10 Haziran 2021

Oktay Rifat - Elleri var özgürlüğün

 “Elleri Var Özgürlüğün”, Oktay Rifat’ın –“Güzelleme”yi ayrı tutarsak– Garip ortak kitabından sonraki ilk kitabıdır. Oktay Rifat’ın tarihsel kişilerle destanlaşan kitabı yeni ve ayrı bir basımla okuruna ulaşıyor.

“Bakıyorum, ne yeteri kadar ağacım,
Ne çakılım, ne insanım yeteri kadar.
Türlü giysilerle çıplağım, üşüyorum.”

1966 yılında çıkan kitap ozanın şiir serüveninde yeni bir yönelişe işaret eder. “Garip” le çıktığı yolda “Perçemli Sokak” ile İkinci Yeni çizgisini belirleyen Rifat, “Elleri Var Özgürlüğün” ile üçüncü atılımını yaparak toplumcu şiirin izlekleriyle bütünleşir. Kendi söyleyişini iyice derinleştirmiştir artık. Tarihten güncelliğe uzanan anlam katmanlarıyla, imge örgüsüyle insanlık durumunu şiirleştirmiştir.

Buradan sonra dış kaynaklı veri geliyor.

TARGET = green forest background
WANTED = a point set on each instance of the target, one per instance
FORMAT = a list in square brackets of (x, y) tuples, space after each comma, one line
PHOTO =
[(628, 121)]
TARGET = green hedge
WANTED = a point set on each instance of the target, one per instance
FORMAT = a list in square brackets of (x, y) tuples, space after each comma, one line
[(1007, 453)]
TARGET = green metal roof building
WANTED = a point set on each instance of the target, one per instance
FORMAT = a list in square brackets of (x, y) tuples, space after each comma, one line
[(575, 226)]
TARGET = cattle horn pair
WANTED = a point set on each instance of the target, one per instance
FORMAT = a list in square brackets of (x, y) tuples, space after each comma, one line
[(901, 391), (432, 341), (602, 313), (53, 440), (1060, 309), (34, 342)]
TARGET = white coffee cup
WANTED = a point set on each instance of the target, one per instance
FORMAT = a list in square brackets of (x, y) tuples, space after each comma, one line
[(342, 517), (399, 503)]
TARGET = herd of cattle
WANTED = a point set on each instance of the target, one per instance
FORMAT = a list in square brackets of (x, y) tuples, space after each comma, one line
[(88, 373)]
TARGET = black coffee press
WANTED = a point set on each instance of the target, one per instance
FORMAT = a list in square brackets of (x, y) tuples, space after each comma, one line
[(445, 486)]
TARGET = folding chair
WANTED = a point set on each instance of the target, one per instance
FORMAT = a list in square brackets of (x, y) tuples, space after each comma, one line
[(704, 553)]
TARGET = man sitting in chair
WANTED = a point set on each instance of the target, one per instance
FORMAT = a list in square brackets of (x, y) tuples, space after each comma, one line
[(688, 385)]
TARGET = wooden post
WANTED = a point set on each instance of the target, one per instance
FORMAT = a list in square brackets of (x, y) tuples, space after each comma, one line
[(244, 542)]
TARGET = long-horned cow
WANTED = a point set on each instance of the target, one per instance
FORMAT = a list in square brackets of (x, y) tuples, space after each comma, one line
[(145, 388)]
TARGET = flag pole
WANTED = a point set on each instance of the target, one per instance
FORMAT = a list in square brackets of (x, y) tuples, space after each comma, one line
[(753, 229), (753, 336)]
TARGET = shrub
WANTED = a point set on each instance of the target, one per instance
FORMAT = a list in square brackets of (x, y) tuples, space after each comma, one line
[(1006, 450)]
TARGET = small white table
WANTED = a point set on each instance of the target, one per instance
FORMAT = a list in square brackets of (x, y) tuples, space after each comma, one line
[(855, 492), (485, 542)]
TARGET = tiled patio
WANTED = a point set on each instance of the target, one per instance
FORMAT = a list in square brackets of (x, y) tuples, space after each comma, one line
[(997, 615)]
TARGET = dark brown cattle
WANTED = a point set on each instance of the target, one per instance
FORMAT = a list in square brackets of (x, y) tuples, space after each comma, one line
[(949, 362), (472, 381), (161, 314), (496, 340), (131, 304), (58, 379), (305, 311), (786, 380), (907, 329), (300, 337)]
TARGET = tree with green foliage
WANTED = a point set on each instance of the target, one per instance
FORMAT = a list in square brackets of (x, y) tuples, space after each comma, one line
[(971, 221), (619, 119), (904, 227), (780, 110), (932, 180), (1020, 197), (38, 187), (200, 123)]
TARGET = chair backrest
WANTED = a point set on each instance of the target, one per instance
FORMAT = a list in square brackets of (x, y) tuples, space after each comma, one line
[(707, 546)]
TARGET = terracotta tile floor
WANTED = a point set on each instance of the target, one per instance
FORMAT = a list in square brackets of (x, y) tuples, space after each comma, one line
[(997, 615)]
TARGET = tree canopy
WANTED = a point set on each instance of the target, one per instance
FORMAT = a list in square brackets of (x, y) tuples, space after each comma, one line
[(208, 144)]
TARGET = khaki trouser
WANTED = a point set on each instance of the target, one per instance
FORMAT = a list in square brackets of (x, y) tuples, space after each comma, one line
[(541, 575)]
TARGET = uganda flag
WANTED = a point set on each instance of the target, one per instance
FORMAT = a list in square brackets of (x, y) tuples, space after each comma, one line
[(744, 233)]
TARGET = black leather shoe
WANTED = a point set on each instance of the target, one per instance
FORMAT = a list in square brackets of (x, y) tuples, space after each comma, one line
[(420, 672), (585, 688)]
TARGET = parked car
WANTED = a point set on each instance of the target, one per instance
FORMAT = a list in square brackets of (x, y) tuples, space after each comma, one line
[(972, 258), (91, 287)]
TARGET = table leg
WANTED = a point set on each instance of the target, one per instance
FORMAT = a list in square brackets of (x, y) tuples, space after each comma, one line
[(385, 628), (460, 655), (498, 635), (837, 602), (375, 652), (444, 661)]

“Elleri Var Özgürlüğün”, bir özgürlük manifestosuyla açılır; Agamemnon adlı ilk bölüm antik Yunan destanlarıyla, tragedyalarla ilerler. Düşünceyle duygunun, imgeyle anlamın altın oranını bulduğu ikinci bölümdeyse sonraki kitaplarını müjdeleyen şiirler vardır.

Oktay Rifat’ın ustalık belgelerinden “Elleri Var Özgürlüğün”, ortaya koyduğu etik sorgulamalarla yepyeni anlamlara bürünüyor.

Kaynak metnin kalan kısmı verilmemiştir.